Aujourd’hui les opposants les plus efficaces sont au gouvernement
Le gouvernement démonte le système de santé à coups de réformes, et les femmes font partie des premières victimes. Sous prétexte de faire des économies, le premier service qui ferme dans un hôpital est bien souvent le centre d’interruption volontaire de grossesse (CIVG), quand il existe ! Ce qui, par ailleurs, arrange bien des médecins qui ne sont pas formés ou qui ne sont pas favorables à l’avortement. La santé est aujourd’hui devenue une marchandise et les CIVG ne rapportent rien à l’hôpital, au contraire, ils « coûtent », d’autant que la revalorisation des forfaits IVG dans les établissements de soins est très insuffisante.
Il n’y a donc pas, en France, de libre choix, qu’il s’agisse du lieu ou de la méthode ! Dans les régions rurales, c’est le cas depuis longtemps, mais maintenant les grands centres urbains sont aussi touchés. Dans les Yvelines, le centre d’IVG de Poissy Saint-Germain-en-Laye est menacé alors qu’il assure à lui seul 50 % des avortements du département. À Paris, ce sont trois centres qui doivent être fermés, sans bien sûr que les moyens « récupérés » servent à d’autres centres !
La question n’est pas qu’économique, les oppositions idéologiques continuent à exister, même si, en France, on ne voit plus de commandos anti-IVG qui s’enchaînent devant l’entrée des centres pour empêcher les femmes d’y accéder (ce qui sa passe dans d’autres pays en Europe). Les opposants se placent le plus souvent sur le terrain politique, et formulent des propositions de loi qui, si elles étaient adoptées, remettraient en cause le droit à l’avortement. C’est le cas par exemple pour l’inscription sur le livret de famille d’enfant mort-né, ou pour l’introduction d’une phrase sur les droits de l’enfant à naître, dans la loi de bioéthique, à l’occasion de sa révision…

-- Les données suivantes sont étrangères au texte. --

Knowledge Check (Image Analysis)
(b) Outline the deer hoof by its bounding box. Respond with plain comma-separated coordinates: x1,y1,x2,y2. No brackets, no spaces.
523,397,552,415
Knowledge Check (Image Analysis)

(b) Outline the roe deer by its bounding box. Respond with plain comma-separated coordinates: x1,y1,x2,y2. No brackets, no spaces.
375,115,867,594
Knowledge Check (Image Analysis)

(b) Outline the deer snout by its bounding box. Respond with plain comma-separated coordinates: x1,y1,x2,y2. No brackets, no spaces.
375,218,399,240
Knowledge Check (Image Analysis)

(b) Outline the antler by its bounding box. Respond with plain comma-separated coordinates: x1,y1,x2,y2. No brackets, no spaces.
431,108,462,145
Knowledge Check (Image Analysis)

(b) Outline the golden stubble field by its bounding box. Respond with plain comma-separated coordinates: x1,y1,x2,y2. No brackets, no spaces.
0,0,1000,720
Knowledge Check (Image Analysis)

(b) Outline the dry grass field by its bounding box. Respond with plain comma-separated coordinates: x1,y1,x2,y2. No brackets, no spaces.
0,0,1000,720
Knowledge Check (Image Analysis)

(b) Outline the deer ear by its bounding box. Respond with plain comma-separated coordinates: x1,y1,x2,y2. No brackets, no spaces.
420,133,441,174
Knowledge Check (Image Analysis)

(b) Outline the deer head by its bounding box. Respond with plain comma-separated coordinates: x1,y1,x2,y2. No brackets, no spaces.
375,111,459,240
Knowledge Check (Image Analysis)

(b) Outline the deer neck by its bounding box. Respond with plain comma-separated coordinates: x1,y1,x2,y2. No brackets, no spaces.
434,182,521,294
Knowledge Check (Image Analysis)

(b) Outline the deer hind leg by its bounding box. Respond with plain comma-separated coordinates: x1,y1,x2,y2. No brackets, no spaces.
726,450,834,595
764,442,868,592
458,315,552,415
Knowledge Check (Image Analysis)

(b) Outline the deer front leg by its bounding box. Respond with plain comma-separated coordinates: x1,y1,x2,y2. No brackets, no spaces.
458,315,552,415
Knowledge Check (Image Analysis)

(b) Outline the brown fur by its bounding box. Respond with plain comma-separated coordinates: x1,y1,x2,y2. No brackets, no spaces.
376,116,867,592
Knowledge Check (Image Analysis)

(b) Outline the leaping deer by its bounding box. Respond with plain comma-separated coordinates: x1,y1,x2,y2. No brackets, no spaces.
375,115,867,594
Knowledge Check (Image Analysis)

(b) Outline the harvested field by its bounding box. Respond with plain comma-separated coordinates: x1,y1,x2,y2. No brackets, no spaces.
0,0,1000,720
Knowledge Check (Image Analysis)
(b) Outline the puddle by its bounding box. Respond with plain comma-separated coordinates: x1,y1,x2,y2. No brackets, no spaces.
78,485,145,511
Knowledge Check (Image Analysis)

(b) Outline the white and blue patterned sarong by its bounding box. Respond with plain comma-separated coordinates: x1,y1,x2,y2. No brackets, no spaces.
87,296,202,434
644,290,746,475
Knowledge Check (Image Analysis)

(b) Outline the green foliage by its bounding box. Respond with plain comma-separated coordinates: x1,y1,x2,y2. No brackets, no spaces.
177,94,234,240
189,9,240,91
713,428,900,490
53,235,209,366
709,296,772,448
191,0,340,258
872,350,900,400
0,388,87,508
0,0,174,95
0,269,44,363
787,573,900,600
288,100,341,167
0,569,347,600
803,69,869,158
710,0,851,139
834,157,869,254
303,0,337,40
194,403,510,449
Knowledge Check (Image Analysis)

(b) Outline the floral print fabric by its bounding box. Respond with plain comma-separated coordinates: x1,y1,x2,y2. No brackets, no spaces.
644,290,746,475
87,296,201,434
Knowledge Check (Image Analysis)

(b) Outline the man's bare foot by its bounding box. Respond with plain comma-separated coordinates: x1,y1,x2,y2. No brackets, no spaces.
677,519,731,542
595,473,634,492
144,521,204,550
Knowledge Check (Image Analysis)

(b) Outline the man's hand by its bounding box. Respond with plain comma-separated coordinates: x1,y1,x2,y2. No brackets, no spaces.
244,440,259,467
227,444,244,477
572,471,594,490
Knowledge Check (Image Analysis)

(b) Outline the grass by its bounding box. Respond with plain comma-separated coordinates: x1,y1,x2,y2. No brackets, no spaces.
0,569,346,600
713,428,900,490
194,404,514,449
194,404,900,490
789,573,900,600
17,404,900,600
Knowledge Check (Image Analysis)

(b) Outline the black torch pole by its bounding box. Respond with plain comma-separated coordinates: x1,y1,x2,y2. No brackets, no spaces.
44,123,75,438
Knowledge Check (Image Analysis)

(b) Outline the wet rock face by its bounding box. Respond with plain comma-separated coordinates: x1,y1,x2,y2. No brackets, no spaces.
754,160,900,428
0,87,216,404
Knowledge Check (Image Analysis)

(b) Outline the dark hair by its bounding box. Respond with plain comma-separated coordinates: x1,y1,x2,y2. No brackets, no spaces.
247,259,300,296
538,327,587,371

Ce droit on l’a gagné, ce droit on le gardera !
En France, nous avons le droit à l’avortement mais pas le droit de choisir : les délais, les possibilités et l’idéologie choisissent souvent pour nous. C’est pourtant bien aux femmes, et à elles seules, de choisir d’avoir ou non un enfant. C’est pourquoi toute législation dissuasive, restrictive et répressive doit être combattue. Mais pour que ce droit ne soit pas que formel, encore faut-il que les moyens soient donnés pour qu’il puisse être appliqué et que les femmes aient réellement le droit de choisir !
Aujourd’hui la lutte s’organise, de façon unitaire, pour défendre les centres d’IVG menacés. Le combat doit se développer et s’amplifier, non seulement pour défendre ces centres, mais aussi pour l’ouverture de nouveaux centres de proximité, une revalorisation des forfaits IVG, l’accessibilité à toutes, avec ou sans papiers, le libre droit pour les mineures, le maintien de la gynécologie médicale…
Solidarité internationale
Ce droit arraché en France par la lutte, de nombreuses femmes à travers le monde ne le connaissent pas, soit parce que, dans leur pays, les tarifs pratiqués sont prohibitifs, et sans remboursement, soit parce que l’avortement y est interdit et qu’elles sont donc contraintes à avorter clandestinement ! Et si le dernier rapport du Parlement européen sur l’égalité hommes/femmes insiste sur le fait que « les femmes doivent avoir le contrôle de leurs droits sexuels et reproductif, notamment grâce à un accès aisé à la contraception et à l’avortement », force est de constater que ce n’est pas le cas partout… l’Irlande en est un exemple.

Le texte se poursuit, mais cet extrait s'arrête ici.